In between chapters, there were gorgeously written excerpts of the original story the girls loved, Return to Lovelorn as well as the sequel they wrote in the past. For a contemporary story, this felt like it had something lovely to add for fantasy lovers. Like it’s the best of both worlds put into one.

And the beautiful prose doesn’t just stop at these story excerpts. Lauren Oliver has outdone herself in her writing. I’ve read her past books before (and not all of them were particularly amazing) but I just really couldn’t put this book down largely in part ’cause of how she worded ideas or even the mundane events happening with Brynn and Mia.

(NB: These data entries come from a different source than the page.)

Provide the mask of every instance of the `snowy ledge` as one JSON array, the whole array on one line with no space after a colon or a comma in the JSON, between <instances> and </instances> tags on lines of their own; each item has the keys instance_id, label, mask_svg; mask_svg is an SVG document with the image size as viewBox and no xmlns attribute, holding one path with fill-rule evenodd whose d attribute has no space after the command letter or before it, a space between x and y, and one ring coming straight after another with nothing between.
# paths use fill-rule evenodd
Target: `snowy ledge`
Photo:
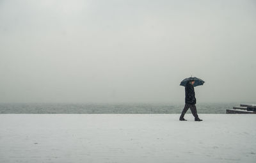
<instances>
[{"instance_id":1,"label":"snowy ledge","mask_svg":"<svg viewBox=\"0 0 256 163\"><path fill-rule=\"evenodd\" d=\"M0 114L0 162L255 162L255 114Z\"/></svg>"}]
</instances>

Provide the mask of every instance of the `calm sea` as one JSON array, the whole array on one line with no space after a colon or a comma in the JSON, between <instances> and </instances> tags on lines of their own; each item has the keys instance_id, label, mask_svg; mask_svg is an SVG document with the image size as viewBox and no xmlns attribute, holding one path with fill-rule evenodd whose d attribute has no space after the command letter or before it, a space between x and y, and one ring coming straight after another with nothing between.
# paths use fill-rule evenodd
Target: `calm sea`
<instances>
[{"instance_id":1,"label":"calm sea","mask_svg":"<svg viewBox=\"0 0 256 163\"><path fill-rule=\"evenodd\" d=\"M225 114L237 103L197 104L198 114ZM184 104L0 103L0 114L179 114ZM188 113L190 113L190 110Z\"/></svg>"}]
</instances>

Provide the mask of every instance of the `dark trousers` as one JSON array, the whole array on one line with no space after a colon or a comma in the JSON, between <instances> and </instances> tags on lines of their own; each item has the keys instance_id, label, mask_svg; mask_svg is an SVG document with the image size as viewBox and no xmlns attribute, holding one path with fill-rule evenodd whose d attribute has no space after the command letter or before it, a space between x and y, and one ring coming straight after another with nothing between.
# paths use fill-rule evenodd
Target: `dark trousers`
<instances>
[{"instance_id":1,"label":"dark trousers","mask_svg":"<svg viewBox=\"0 0 256 163\"><path fill-rule=\"evenodd\" d=\"M184 118L186 113L187 112L189 108L190 108L192 114L195 116L195 118L198 118L196 105L195 104L185 104L184 108L183 109L183 111L181 113L180 118Z\"/></svg>"}]
</instances>

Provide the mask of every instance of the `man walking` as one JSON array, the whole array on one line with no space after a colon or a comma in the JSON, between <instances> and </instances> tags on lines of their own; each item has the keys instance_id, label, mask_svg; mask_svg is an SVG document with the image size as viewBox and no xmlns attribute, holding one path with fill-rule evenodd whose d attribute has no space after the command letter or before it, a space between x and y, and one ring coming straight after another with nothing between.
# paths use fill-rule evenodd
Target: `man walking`
<instances>
[{"instance_id":1,"label":"man walking","mask_svg":"<svg viewBox=\"0 0 256 163\"><path fill-rule=\"evenodd\" d=\"M196 107L195 105L195 104L196 104L196 99L195 97L195 90L193 86L194 83L195 81L189 81L186 84L185 107L181 113L180 121L186 121L186 120L184 118L184 116L189 108L190 108L193 115L195 116L195 121L202 121L202 120L200 120L198 118L198 115L197 114Z\"/></svg>"}]
</instances>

So that is where I’ll end this review with. If this were a list to check off, then Broken Things definitely has it all: a gorgeous air of mystery/suspense, good pacing, realistic and fun characters that felt 3-dimensional, and beautiful prose.

And that ending was definitely perfect. You’ll know what I mean.

All these people, these hundreds of thousands of people, have stories. Fascinating, ever-unwinding stories. I am just one of them. And I am still midsentence.

Overall Recommendation:
Broken Things ties together elements that make for an exceptional mystery, whether in YA or otherwise. With good pacing and unique characters, there was always this air of intrigue hanging over me as I wonder who really killed Brynn and Mia’s best friend all those years ago. Beautiful prose by the one and only Lauren Oliver catapults us quickly to an ending that explodes with a culprit we may not have guessed, and it leaves me wanting more from these characters and the world of Lovelorn within their story. You definitely should check it out!